Una guerra folle, come tutte le guerre. perché, ricordiamocelo tutti, abbiamo riguadagnato la libertà alla fine di un’immane tragedia. “Se c’era una sgomentosa atrocità senza senso, era proprio quella somma ingiustizia chiamata guerra, figurante massima di madama Mortazza, che poi equivaleva a quella scasciosa mancanza di senso che assume sempre la morte di un gairello che ancora deve assaggiare la vita, che ancora deve conoscere il mondo, costretto a congedarsi da questa terra luminosa senza che abbia potuto lasciare una sola stampa del proprio passaggio, passaggio perduto, passaggio non pervenuto, passaggio non avvertito, leggero, insignificante, senza alcuna importanza”. Anche loro sono morti per ridare la libertà all’Italia.

Sbarco in Sicilia

Andiamo ai fatti storici. Gli alleati angloamericani il 10 luglio 1943 lanciano l’operazione Husky per la conquista della Sicilia. Scrive lo storico Filippo Bartuli in “Le incursioni aeree anglo americane del 1943 su 60 città e località calabresi”: Il 9 luglio 1943 la V Armata degli Stati Uniti e l’VIII Armata britannica ( un totale di 250 mila uomini) lasciano i porti dell’Algeria dirette sulle coste meridionali della Sicilia, scortate da 3.250 navi e da 4.000 aerei, era l’assalto alla fortezza europa
La Marina italiana rinunciò all’impiego della flotta per difendere l’isola ma ci fu la difesa accanita dei tedeschi che durò circa 50 giorni. Scrive sempre Bartuli: “La disperata resistenza delle truppe dell’asse in Sicilia durò circa 50 giorni di furiosi combattimenti sotto le bombe di migliaia di cannoni e di aerei degli anglo- americani. Gli alleati ebbero 20 mila morti… l’Italia ebbe 9 mila morti e 11 mila tra dispersi e feriti oltre 100 mila prigionieri.
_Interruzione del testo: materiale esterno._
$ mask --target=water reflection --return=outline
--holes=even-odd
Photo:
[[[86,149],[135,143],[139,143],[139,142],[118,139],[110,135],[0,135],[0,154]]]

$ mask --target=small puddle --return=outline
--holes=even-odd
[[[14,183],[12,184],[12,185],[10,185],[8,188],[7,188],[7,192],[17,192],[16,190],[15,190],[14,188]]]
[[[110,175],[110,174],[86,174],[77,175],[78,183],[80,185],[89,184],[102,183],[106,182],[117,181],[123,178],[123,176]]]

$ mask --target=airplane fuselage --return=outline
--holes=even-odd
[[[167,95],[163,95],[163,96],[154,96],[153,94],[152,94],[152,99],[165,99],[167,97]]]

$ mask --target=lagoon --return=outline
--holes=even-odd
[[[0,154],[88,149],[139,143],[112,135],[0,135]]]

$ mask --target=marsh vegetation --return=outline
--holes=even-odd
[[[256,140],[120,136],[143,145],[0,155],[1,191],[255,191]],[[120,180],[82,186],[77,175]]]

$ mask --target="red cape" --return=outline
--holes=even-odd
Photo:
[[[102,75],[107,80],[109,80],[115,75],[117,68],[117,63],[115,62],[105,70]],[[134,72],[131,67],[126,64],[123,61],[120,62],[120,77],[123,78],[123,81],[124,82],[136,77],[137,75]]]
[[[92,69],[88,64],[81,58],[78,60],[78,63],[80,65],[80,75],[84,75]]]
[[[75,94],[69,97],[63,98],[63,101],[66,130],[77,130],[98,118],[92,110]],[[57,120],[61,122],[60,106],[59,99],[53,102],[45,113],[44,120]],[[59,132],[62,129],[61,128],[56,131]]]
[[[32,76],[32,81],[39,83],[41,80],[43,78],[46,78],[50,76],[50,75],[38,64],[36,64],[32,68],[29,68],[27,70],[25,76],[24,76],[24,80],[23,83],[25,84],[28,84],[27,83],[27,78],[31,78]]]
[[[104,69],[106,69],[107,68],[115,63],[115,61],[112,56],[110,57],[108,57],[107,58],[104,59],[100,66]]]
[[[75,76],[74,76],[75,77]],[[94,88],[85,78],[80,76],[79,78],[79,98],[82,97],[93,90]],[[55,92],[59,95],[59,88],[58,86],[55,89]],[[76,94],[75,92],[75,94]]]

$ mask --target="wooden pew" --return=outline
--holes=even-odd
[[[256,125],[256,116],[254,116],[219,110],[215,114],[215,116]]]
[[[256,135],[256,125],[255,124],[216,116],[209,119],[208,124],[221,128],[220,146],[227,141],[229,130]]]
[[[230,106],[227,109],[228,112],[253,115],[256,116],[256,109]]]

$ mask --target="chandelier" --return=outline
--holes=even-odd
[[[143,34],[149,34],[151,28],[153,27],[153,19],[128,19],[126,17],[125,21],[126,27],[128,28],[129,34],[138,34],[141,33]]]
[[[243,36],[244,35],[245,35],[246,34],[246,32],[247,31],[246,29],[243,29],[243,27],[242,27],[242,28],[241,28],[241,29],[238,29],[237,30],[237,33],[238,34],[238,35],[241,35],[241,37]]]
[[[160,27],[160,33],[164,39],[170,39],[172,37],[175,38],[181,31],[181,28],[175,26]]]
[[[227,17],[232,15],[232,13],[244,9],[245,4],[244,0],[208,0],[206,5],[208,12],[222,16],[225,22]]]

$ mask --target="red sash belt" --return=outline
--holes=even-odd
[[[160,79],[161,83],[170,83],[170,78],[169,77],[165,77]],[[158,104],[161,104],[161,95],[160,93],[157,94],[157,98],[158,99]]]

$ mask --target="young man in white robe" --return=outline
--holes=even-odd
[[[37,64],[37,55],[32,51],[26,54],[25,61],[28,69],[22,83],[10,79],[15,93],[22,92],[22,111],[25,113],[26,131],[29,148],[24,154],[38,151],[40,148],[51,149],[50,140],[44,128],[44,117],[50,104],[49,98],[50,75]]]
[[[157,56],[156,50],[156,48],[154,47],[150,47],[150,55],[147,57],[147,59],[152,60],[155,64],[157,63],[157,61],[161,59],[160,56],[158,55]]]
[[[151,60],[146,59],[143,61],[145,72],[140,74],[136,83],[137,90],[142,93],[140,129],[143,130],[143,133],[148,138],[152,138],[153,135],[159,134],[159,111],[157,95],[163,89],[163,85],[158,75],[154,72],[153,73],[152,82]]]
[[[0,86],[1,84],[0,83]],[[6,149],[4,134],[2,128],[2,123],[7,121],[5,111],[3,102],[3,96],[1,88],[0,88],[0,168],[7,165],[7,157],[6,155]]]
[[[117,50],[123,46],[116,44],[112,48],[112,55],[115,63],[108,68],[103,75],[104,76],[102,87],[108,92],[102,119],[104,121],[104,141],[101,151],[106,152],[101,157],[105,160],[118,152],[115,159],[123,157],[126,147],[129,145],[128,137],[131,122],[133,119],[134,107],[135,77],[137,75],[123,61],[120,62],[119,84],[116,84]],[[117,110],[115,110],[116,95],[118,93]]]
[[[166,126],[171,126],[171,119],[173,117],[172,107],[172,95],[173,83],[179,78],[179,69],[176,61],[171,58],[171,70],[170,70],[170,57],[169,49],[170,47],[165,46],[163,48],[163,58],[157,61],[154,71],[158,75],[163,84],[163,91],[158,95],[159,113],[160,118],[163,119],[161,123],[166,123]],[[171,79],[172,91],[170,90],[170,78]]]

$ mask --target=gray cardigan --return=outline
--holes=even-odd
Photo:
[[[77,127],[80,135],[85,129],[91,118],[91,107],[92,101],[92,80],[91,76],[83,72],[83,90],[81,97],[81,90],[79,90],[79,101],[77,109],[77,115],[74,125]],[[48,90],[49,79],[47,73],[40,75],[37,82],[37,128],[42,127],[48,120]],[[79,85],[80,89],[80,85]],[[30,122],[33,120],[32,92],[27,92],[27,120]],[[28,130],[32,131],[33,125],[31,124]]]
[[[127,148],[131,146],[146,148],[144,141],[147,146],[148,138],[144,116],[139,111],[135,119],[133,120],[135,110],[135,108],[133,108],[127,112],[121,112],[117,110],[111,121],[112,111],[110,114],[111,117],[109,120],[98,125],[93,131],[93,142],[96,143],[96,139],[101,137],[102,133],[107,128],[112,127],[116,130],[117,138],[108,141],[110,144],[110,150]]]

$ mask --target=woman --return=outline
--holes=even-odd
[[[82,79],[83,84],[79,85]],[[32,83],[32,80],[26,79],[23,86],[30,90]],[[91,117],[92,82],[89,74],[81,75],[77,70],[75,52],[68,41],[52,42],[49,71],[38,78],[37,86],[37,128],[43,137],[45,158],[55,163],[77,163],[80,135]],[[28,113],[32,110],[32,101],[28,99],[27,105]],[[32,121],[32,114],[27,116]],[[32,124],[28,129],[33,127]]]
La Germania 37 mila morti e qualche migliaio di prigionieri”. Nelle memorie di Winston Churchill si legge: ” intensi attacchi aerei sulla Sicilia ebbero inizio il 3 luglio col bombardamento degli aeroporti resi inservibili. I caccia nemici furono costretti alla difensiva ed i bombardieri a ritirarsi sul continente”. Alcuni di questi aerei tedeschi e italiani furono portati negli aeroporti di Vibo Valentia e Crotone e causarono i bombardamenti massici che ne portarono alla distruzione. D’altronde la tattica dei bombardamenti e della distruzione dei nodi strategici come stazioni, porti, aeroporti, era una scelta che aveva già portato a tanti lutti in Calabria. Facciamo un passo indietro.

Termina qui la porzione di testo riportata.